Risks of Vaccination
- What if vaccines are much riskier than the public health bodies contend?
- What if those who receive vaccines containing live viruses shed them and can infect others?
- What if Congress passed a law which made vaccine manufacturers and doctors immune from lawsuits in cases where vaccines caused harm? What if this act reduced the incentives of suppliers to minimize the risks posed by vaccines?
- What if infant mortality, in developed countries, is highest in the ones that give the most vaccines in the first year of life?
- What if the vaccination process actually impairs the immune system and makes it far more likely that the vaccinated will develop asthma, allergies, and neurological issues?
- What if Dr.

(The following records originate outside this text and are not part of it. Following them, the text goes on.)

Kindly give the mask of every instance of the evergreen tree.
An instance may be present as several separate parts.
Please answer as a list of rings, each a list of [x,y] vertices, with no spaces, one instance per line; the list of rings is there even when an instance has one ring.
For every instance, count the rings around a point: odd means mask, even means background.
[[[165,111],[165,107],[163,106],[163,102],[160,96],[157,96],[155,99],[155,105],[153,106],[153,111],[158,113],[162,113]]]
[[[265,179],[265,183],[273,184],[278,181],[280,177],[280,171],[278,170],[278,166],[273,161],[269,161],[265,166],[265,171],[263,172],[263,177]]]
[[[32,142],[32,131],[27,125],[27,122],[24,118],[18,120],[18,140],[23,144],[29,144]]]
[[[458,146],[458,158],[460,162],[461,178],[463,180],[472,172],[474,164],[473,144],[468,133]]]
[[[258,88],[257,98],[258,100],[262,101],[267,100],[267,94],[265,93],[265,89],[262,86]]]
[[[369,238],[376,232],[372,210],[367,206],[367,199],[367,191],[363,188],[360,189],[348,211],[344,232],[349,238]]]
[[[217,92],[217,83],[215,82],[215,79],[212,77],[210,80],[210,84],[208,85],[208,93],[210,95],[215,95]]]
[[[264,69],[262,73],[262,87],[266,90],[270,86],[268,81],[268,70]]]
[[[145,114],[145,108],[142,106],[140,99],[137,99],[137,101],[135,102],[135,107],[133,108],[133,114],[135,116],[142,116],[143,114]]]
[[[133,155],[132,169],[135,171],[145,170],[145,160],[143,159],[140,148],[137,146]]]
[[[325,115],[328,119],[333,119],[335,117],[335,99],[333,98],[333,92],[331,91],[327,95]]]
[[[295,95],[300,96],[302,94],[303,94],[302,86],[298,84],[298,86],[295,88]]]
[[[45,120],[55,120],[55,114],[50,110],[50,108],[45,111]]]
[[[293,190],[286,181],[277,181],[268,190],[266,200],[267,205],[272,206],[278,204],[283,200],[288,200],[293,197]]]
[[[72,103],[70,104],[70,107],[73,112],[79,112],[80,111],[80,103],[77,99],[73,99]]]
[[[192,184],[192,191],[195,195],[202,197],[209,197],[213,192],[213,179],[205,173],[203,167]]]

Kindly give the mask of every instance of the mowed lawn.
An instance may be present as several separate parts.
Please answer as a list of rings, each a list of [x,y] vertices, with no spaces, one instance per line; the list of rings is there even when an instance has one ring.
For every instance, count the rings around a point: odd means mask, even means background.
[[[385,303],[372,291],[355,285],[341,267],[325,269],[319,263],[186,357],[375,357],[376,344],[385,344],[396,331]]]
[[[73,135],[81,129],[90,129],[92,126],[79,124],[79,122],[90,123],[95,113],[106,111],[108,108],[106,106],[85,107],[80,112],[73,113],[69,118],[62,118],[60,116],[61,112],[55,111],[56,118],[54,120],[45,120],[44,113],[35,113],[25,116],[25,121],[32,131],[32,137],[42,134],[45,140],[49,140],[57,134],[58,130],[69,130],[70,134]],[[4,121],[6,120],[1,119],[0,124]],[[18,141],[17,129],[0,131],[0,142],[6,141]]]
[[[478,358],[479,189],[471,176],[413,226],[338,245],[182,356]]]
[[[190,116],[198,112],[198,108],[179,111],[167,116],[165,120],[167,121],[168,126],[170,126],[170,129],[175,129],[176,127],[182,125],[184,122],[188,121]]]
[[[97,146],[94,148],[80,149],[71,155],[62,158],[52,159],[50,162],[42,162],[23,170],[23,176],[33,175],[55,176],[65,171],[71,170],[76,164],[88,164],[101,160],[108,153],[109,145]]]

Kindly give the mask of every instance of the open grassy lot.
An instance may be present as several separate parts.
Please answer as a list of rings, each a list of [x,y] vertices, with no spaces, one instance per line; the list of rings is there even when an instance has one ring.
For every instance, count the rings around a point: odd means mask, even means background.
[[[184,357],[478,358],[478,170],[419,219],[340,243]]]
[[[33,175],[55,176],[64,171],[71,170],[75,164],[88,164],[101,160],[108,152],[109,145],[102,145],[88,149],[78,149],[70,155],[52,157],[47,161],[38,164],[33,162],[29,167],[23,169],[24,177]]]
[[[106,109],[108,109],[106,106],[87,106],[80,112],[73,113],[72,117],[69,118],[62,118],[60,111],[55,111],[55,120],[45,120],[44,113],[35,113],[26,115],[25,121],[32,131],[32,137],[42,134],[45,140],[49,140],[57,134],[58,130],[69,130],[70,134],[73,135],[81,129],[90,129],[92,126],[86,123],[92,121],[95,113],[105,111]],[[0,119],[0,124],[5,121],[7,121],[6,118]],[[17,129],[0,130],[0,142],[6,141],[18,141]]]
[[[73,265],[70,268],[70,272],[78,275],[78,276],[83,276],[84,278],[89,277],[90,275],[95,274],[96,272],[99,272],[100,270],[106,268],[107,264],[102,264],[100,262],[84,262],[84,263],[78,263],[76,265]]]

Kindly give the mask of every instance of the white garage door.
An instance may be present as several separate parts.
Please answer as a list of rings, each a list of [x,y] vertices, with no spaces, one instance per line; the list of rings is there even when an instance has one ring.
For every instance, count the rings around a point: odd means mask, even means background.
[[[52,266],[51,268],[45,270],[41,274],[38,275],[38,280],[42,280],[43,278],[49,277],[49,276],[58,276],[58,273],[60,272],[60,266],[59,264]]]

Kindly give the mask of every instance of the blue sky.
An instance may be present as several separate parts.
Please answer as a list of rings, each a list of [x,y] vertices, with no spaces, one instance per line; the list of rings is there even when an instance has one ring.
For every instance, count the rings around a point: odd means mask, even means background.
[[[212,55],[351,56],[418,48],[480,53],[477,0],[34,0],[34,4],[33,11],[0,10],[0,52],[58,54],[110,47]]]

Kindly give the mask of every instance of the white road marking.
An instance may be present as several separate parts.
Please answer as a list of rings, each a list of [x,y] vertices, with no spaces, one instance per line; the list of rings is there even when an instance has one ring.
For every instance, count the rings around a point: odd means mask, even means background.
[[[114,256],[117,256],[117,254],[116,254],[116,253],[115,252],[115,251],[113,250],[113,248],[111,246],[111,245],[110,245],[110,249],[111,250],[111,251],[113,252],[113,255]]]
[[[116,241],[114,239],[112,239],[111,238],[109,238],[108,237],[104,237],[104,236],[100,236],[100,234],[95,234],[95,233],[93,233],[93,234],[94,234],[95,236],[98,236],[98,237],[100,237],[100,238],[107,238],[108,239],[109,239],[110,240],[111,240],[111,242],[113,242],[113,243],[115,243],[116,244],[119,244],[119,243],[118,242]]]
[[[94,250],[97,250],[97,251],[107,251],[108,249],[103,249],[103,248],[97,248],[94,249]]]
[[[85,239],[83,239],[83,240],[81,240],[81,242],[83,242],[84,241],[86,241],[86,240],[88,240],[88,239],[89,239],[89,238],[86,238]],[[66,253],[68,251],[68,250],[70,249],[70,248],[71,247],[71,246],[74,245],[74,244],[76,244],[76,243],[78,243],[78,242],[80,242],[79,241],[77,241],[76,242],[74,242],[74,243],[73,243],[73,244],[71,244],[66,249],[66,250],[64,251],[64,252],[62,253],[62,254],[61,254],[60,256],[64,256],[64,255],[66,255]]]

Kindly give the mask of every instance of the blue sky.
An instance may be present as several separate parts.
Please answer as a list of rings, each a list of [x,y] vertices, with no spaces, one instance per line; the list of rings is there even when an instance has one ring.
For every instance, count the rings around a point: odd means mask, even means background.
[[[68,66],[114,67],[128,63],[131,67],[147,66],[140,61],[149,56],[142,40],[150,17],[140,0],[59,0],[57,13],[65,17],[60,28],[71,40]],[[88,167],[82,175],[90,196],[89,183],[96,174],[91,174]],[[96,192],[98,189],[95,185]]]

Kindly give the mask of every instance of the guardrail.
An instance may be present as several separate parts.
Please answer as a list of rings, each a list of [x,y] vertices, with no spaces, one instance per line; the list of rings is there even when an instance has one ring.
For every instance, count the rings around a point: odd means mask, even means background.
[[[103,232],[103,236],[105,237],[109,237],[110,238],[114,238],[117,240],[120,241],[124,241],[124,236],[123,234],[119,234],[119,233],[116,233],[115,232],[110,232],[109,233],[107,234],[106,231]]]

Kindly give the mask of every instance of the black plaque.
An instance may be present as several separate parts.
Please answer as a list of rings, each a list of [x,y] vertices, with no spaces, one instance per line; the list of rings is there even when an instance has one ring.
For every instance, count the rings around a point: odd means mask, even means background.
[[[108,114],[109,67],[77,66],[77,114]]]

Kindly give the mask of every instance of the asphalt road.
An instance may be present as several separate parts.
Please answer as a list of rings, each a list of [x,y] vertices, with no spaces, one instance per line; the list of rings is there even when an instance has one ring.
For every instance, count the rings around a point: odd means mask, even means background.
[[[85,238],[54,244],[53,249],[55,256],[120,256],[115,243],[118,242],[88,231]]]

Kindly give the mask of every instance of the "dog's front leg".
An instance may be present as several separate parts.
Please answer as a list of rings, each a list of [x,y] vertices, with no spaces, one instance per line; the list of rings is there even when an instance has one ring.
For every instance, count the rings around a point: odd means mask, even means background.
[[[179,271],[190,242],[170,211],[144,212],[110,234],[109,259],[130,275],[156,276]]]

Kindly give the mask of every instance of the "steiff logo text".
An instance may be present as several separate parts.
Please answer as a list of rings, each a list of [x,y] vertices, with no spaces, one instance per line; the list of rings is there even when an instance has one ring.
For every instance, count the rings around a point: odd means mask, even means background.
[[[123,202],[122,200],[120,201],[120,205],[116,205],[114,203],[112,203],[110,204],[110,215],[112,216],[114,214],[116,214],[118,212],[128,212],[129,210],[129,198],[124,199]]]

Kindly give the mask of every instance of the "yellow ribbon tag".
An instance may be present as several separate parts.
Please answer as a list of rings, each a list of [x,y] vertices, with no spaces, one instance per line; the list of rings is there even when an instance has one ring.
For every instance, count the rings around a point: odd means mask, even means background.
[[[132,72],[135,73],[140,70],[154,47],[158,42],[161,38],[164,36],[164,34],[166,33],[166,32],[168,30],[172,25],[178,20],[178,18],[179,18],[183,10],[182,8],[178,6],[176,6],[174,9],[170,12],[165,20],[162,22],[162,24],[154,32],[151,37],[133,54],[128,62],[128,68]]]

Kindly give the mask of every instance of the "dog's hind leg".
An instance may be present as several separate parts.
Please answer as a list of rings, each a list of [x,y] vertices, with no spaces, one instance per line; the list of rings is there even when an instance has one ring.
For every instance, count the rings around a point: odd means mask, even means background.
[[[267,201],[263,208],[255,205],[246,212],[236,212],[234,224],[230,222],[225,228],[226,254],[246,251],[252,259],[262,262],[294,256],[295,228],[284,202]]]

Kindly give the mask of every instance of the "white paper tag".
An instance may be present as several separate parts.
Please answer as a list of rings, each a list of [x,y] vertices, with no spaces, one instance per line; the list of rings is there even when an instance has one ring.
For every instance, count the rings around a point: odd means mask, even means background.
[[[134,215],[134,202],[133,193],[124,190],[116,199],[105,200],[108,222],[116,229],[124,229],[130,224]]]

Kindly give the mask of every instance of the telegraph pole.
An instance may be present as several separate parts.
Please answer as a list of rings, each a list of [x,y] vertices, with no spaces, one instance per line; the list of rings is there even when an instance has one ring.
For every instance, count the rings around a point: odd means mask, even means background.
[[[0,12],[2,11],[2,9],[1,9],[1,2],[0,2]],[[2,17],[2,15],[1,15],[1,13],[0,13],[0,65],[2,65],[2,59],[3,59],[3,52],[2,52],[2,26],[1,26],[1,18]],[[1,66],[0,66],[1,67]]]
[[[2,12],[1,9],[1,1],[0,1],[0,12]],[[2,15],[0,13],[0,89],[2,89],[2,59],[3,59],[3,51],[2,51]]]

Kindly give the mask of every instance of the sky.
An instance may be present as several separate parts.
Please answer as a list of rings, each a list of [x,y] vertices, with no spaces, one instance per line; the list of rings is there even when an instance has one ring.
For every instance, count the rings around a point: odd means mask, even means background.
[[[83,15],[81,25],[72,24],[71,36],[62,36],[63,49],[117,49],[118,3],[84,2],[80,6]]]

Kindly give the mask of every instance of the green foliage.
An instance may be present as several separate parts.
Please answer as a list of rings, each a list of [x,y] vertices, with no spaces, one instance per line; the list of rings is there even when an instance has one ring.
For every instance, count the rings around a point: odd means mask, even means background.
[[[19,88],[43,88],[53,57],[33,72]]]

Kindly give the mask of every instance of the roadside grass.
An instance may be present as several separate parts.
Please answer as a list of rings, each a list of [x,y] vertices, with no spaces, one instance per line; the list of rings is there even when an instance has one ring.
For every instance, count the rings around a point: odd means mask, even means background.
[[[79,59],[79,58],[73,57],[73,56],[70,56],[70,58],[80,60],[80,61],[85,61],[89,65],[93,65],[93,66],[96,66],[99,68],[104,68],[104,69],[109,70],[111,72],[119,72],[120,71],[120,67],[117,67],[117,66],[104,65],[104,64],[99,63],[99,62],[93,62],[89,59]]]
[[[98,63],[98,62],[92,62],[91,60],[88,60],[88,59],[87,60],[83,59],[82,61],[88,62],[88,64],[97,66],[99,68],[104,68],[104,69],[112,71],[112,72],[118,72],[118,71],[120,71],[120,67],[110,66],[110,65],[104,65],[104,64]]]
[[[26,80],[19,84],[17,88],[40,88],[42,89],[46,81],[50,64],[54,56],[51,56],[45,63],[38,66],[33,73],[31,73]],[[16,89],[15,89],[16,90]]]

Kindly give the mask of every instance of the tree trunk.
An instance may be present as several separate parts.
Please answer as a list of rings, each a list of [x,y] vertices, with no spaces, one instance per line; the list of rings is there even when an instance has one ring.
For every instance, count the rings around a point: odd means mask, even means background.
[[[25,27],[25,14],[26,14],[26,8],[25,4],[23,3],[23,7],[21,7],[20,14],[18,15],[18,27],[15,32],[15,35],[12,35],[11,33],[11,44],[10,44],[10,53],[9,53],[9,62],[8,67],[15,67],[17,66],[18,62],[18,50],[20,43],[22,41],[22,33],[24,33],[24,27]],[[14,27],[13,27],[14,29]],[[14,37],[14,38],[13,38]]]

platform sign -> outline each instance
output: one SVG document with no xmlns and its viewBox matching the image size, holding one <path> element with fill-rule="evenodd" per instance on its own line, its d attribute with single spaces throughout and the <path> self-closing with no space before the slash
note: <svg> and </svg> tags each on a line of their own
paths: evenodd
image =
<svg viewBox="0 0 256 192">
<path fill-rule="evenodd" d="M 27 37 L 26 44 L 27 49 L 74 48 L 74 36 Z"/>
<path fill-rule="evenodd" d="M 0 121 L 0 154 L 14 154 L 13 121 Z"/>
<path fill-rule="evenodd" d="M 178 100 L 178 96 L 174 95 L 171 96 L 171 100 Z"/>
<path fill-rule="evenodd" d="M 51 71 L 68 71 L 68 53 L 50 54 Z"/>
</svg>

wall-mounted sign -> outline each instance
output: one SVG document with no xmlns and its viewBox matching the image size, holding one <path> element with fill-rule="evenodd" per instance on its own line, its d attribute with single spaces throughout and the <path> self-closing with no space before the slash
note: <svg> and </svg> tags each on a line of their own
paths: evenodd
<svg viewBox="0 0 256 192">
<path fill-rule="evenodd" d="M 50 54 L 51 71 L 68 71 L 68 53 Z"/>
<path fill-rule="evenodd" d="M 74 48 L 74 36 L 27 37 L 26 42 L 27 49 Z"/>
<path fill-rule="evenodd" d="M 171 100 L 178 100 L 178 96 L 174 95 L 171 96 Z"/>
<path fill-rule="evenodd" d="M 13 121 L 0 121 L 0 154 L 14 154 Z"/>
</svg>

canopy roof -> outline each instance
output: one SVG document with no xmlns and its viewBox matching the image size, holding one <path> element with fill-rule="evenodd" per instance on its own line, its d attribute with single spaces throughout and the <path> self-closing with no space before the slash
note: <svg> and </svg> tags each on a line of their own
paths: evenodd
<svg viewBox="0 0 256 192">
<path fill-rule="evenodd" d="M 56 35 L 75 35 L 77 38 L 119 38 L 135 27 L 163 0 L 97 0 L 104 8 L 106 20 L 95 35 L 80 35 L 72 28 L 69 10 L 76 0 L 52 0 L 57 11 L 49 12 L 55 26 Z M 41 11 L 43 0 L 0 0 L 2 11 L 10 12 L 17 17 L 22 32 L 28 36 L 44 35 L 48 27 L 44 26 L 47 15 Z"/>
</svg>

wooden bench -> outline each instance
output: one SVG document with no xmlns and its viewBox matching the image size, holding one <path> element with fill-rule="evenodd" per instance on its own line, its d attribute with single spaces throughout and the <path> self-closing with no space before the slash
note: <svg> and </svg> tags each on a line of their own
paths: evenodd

Andrew Wakefield was correct and there is a link between the measles virus from the MMR vaccine found in the gut of autistic kids and their condition?
- What if modern medicine is rediscovering what the ancients believed, that gut health is critical for overall mental and physical health?
- What if the CDC fraudulently covered up information showing a link between MMR and autism in its own studies, which has only recently come to light due to whistleblower scientist William Thompson?
The Vaccine Skepticism Movement
- What if skepticism about the advisability of vaccination is not a new phenomenon and has, in fact, been around as long as vaccines have?
- What if there have always been doctors, scientists, parents, and other educated people who believed that vaccines were more harmful than helpful?
- What if many of the maligned so-called “anti-vaccine” people started out with conventional views and only changed their minds after their child was severely injured or killed by a vaccine?
- What if those who promote caution and skepticism in regard to vaccination are not a threat to public health and are, in fact, providing a valuable service to society by challenging others to become better informed about the risks and benefits of vaccination?
What if the chances are one in a million that what we have been taught about vaccines is correct?
Friedrich Hayek made the following statement:
“The curious task of economics is to demonstrate to men how little they really know about what they imagine they can design. To the naive mind that can conceive of order only as the product of deliberate arrangement, it may seem absurd that in complex conditions order, and adaptation to the unknown, can be achieved more effectively by decentralizing decisions and that a division of authority will actually extend the possibility of overall order. Yet that decentralization actually leads to more information being taken into account.” ~ The Fatal Conceit: The Errors of Socialism (1988), p. 76
What if health care decisions cannot be centrally planned and are best made by individuals and parents?